Ok, so this first one... let's just say I wasn't expecting it to taste all that great after I made it - it looked kind of off.  BUT, contrary to my expectations... WOW.  It had that flavour of sweet, sweet fruit.  Seriously, this is good stuff.
Adapted from Sweet Healthy Living
Part 1, the fruit: Mix together 1/4 cup chopped frozen strawberries, 1/4 cup chopped frozen bananas, 2 tsp chia seeds, a drizzle of maple syrup, a dash of cinnamon, and a dash of dried ginger.  Let sit in the fridge for several hours to thicken.
Part 2, the whipped cream (more than needed): blend 1 pear (ripe, cored, peeled, roughly chopped), 3/4 cup unsweetened applesauce, 1/3 cup raw cashews, a dash of dried ginger, 2 dates, 1 tbsp vanilla extract, and 1/2 tsp xanthan gum.

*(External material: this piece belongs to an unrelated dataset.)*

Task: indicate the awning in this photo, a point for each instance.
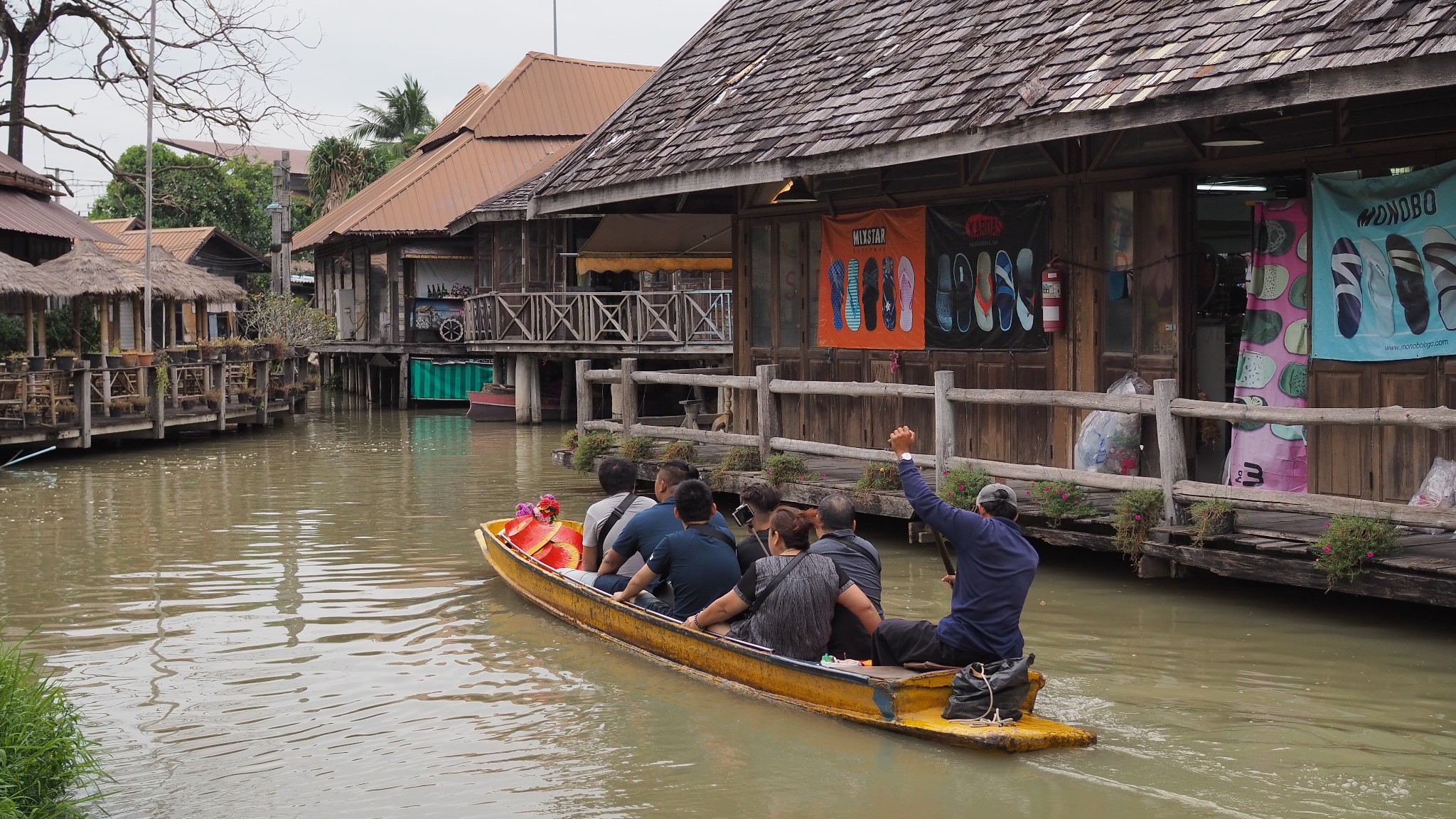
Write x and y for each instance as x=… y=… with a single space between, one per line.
x=658 y=241
x=23 y=213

When you are ready to serve, top the fruit with the cream, and sprinkle with granola (I just used store-bought).  Mix together.

And now for the cookies and such...


The newcomers here are...
The white blob on the bottom is cookie dough from Chockolawtay.  I halved the recipe, skipped the protein powder, butter extract, coconut extract, rice flour, and vanilla paste.  I added vanilla extract and rum extract, and used baking blend stevia for the sweetener.  Big hit!
The chocolate to the right of the cookie dough is red velvet fudge from Foodie Fiasco.. although, obviously, not so red.  I opted to use banana, and thought these also turned out excellent.  Zapping in the microwave is not optional, trust me.
On the veeery right of my plate was some banana-pistachio bread.  Yuuum!  Straight from Boy and the Rabbit, only I skipped the frosting and added the pistachios straight into the bread.  Hey, that worked too...
The cookies on the left are pumpkin oatmeal.  I wasn't too impressed with them - rather flavourless, actually.